30 de mayo de 2013

Pésame sin pésame (un sueño)

Para Cipactli Suárez


Anoche soñé que me dirigía con muchos de mis viejos amigos de la Facultad a casa de ella. La finalidad era darle el pésame, pero yo era el único que estaba consciente de eso: no me había atrevido a contarles a mis acompañantes lo que había ocurrido. Según ellos, íbamos a verla por el simple hecho de no haberla visitado en muchos años.

No nos costó llegar, a pesar de que el pueblo en donde ella vivía estaba a las afueras de la ciudad. No fue difícil recordar la ruta tomada hacía varios años, cuando nos invitó a conocer la zona. Durante el trayecto recordé ciertas imágenes: unas escaleras debajo de un arco, una caminata rumbo al ojo de agua y ese áspero clima con nubes al mismo tiempo grises y amarillas. Ésta vez no era muy distinto y arribamos sintiendo la llovizna escurriendo por los rostros y los cristales de las gafas.

Al llegar nos abrió la puerta una señora muy amable, en cuyo rostro había destellos de otros paisajes.
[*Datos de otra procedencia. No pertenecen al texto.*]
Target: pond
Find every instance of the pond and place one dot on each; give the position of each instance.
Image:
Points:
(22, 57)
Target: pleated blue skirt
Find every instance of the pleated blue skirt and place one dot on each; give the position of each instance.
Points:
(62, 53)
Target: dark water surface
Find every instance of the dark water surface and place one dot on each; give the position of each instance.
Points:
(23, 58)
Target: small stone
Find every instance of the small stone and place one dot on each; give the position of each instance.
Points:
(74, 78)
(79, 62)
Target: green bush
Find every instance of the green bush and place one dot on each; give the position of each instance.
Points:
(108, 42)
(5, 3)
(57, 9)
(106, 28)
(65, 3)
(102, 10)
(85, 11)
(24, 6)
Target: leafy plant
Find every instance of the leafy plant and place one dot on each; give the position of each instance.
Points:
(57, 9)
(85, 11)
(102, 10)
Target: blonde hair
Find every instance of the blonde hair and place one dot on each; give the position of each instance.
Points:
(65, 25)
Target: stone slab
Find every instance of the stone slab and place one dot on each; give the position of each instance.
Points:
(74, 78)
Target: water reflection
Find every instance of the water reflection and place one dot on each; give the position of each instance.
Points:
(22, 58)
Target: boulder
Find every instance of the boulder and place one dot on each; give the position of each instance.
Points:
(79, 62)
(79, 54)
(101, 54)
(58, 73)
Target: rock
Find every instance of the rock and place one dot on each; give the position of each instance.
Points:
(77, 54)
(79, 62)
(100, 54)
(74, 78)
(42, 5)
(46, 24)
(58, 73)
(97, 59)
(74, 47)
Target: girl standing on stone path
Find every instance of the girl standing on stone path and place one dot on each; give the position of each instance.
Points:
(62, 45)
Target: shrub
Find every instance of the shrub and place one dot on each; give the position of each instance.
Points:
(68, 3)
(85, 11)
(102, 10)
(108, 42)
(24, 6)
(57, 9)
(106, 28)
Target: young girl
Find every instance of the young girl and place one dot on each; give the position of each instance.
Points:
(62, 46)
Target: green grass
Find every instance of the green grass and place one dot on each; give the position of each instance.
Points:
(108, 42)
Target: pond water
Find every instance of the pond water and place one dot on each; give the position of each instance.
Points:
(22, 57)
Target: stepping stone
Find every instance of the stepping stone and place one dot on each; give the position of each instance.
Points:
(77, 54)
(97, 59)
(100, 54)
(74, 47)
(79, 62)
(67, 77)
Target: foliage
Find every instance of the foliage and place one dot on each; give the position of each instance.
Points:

Supuse que era una tía lejana que había venido a acompañar y apoyar a nuestra amiga. Pasamos a la sala y entonces ella bajó. Nos dijo “qué bueno que vinieron, estábamos a punto de comer y hay un pozole exquisito, veo que ya conocieron a mi madre”. Yo no entendía lo que estaba ocurriendo, me parecía un despropósito lo que acababa de oír, pero no me atrevía a interrumpir sus palabras. Además de desconcertado, veía a la supuesta mamá haciendo cosas en la cocina, invitándonos a sentarnos a la mesa, sirviéndonos agua fresca.
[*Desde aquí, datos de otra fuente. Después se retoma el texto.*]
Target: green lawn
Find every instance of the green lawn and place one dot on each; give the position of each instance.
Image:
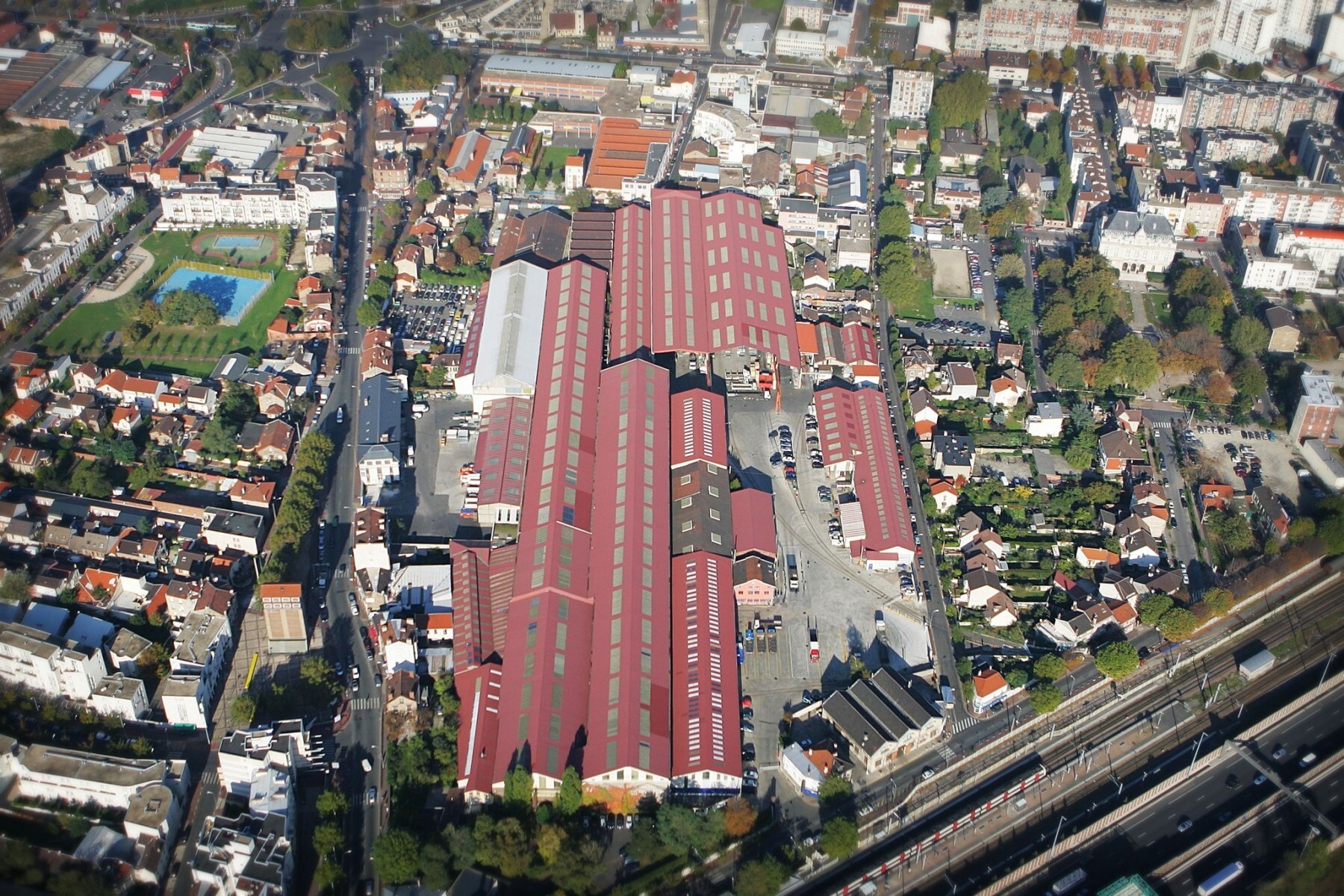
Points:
(89, 331)
(23, 148)
(918, 307)
(556, 158)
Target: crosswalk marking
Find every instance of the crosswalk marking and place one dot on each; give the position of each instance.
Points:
(961, 724)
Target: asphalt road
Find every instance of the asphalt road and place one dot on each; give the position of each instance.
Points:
(1151, 837)
(1109, 718)
(1179, 532)
(362, 736)
(927, 576)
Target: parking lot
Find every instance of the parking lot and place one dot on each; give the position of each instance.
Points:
(1276, 458)
(432, 494)
(835, 598)
(435, 314)
(964, 323)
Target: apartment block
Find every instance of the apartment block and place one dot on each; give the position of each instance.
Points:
(1254, 105)
(1171, 33)
(1317, 410)
(912, 94)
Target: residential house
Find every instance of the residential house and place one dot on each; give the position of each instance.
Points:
(1008, 390)
(989, 688)
(1097, 558)
(953, 454)
(1128, 418)
(1140, 548)
(944, 494)
(1284, 331)
(880, 721)
(1119, 450)
(1046, 422)
(924, 413)
(1270, 516)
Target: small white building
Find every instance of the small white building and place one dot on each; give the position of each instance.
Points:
(800, 770)
(1046, 422)
(912, 94)
(117, 695)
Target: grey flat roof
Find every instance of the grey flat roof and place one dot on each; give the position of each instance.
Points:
(550, 66)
Después de mucho vacilar y buscando, una y otra vez, de manera fallida, encontrar el momento oportuno, me decidí. En un momento en que ella volvía del baño me levanté, la paré en seco y la confronté. En voz alta, le dije: “lamento que tu madre nos haya abandonado”. En el camino hacia su casa, yo había armado ya esa escena múltiples veces, como si buscara el modo menos terrible de decir aquello. En realidad había imaginado un pésame sin pésame, un silencio prolongado que lo compensara todo. Algo absurdo, por supuesto. Enseguida, mis acompañantes se levantaron y optaron por la maestría de la condolencia repetida e inútil. Y ella, en el fondo, agradeció que fuese así.

Luego, seguimos comiendo y observando, con meticulosa atención, los ojos perdidos de su madre, quien nos seguía atendiendo gustosa y concienzudamente.